岡村 顧客を中心に考えています。長期的に顧客のためになるのか、熱意を持って長く続けられるのか、それが社員の成長に役立つものなのか、そういったことを判断基準にしています。つまり、稲盛和夫さんの言う「動機善なりや私心なかりしか」を意識しています。目先の利益やメリット以上に、長く貢献できるかどうかを軸に考えれば間違いないと思っています。
—— 例えば利益を追求するのではなく、本当にお客さんのためになっているのかを考えるということでしょうか?
岡村 私たちは物を売るというよりも、信用を売ってきた、広げてきたというスタンスです。何かのブームに乗って短期的に利益を上げるのではなく、長期的な信頼を築くことを重視しています。それが私たちの体質に合っていると感じています。
—— お客様との長期的な関係を重視されているのですね。しかし、どこかでお客様を担当できるキャパシティの限界に達するのではないかと考えますが、その点についてはどうお考えですか?
岡村 確かに、私一人で営業を続けているならキャパシティの問題が出てくるでしょう。しかし、私たちは会社として、レックスメンバーが同じスタンスで多くのお客様に接しています。成長志向のあるお客様にしっかり向き合い、お互いに成長していくスタイルを取っています。事業領域や営業領域が広がり、同じスタンスの社員が増えてくれば、どんどん多くのお客様に対応できると考えています。
今後の事業展開や投資領域
—— 今後の事業展開について、どのような方向性でお考えですか?
岡村 当社は、人材事業を始めた当初から一貫して、企業の管理部門の採用に貢献し、管理系のプロフェッショナルの転職支援を続けています。コアコンピタンスとしては、会計人材の紹介や派遣にあります。そこを深掘りし、まずはその分野でトップクラスを目指すことが重要です。公認会計士資格者や税理士資格者をはじめとする会計人材から、さらに内部監査や法務、経営企画、人事など職種を広げ、企業の成長に欠かせない管理部門を支援することが基本です。

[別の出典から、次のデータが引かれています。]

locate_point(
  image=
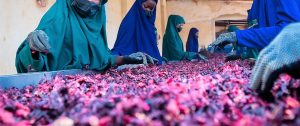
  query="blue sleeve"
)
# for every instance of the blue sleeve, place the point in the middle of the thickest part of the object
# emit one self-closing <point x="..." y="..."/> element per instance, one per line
<point x="286" y="12"/>
<point x="257" y="38"/>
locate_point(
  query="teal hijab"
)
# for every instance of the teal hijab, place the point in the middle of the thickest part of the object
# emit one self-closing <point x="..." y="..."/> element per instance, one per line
<point x="76" y="42"/>
<point x="173" y="48"/>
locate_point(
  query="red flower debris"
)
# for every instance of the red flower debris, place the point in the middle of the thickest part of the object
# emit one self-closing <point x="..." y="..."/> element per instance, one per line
<point x="182" y="93"/>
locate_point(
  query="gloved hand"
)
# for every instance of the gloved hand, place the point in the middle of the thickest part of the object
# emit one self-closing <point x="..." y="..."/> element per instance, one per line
<point x="232" y="56"/>
<point x="38" y="40"/>
<point x="224" y="39"/>
<point x="202" y="57"/>
<point x="281" y="56"/>
<point x="139" y="58"/>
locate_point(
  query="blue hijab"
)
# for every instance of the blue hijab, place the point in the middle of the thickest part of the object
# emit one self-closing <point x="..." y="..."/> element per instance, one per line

地域戦略や人材領域に関する隣接分野を広げていこうと考えています。特に、企業の課題として採用だけでなく、採用後の定着も重要視されています。我々も採用後の企業の成長を伴走するスタンスで、定着に懸念のある企業に対してサポートを強化したいと考えています。
—— 採用後の定着など人事領域についても、レックスさんに任せれば安心というイメージですね。
岡村 そうですね。人口減少が続く中で、どの会社も成長のステージで踊り場を迎えることがあります。コアな人材をしっかりと確保しつつ、管理部門を中心に採用する会社は少ないです。我々がその役割を担い、当社の顧客の中心となっているアカウンティングファームの関与先企業の成長にも貢献できるよう、協業していきます。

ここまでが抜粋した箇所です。